Our Lady Help of Christians Church is an abandoned Roman Catholic church in Pittsburgh, Pennsylvania.


History

During the late 19th century, immigrants were flowing into the city to work in the area’s numerous steel mills. The Franciscan Fathers from Italy were invited to visit Pittsburgh in 1895 to help establish an Italian parish. 1 They took charge of St. Peter, an Italian parish, in the Hill District.

Italian residents in the East Liberty area petitioned the church to form their own parish but was initially denied. 1 To meet their needs, the pastor of St. Peter began visiting East Liberty to celebrate Mass. The first Mass was held in February 1895 in the school of St. Peter and Paul. Thereafter a Mass was celebrated monthly.

Another petition was made to the church to establish a parish in East Liberty in 1896 which was granted. 1 The first organizational meeting of the parish was held on April 12 with fundraising beginning shortly after.

Construction began on a church building in 1897 with the cornerstone laid on September 17. 1 The new Baroque styled 3 facility was dedicated on April 17, 1898. Frescoes were painted on the walls and ceiling in 1904.

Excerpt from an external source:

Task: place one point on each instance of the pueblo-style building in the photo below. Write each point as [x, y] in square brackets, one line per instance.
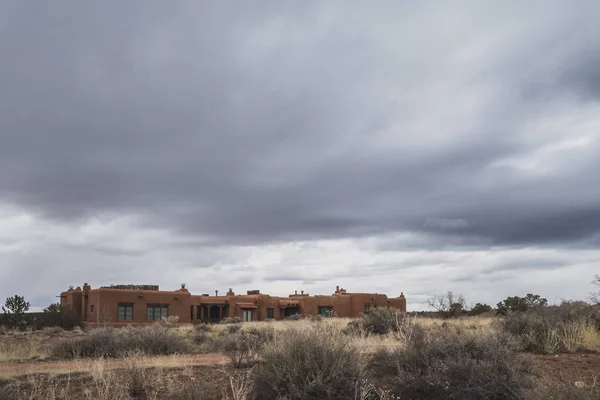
[142, 304]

A school was started in 1902 by two nuns of the Sisters of St. Francis. 4

The church building was destroyed by a fire in 1905. 1 While the church was being rebuilt, Mass was moved to the neighboring school. On December 17, Mass was moved the basement of the partially finished church. The reconstructed building was dedicated on April 17, 1906.

Renovations of the church took place in the late 1940’s, late 1950’s, the 1970’s and 1980’s. 1

Decline and Closure

The population of Pittsburgh began a slow and steady decline after World War II, dramatically bleeding after many of its famed steel mills began to close in the 1970’s.

A shrinking congregation forced the Diocese to close the school in 1988. 4 In July 1992, the Diocese announced the merging of five parishes and the closure of several buildings. 2 Our Lady Help of Christians Church folded with the others to form the St. Charles Lwanga parish. 1

The Diocese sold the church to the independent non-denominational Heavenly Vision Ministries in 1995. 3 4 Faced with mounting expenses related to building maintenance, Heavenly Vision put the church on the market in 2007.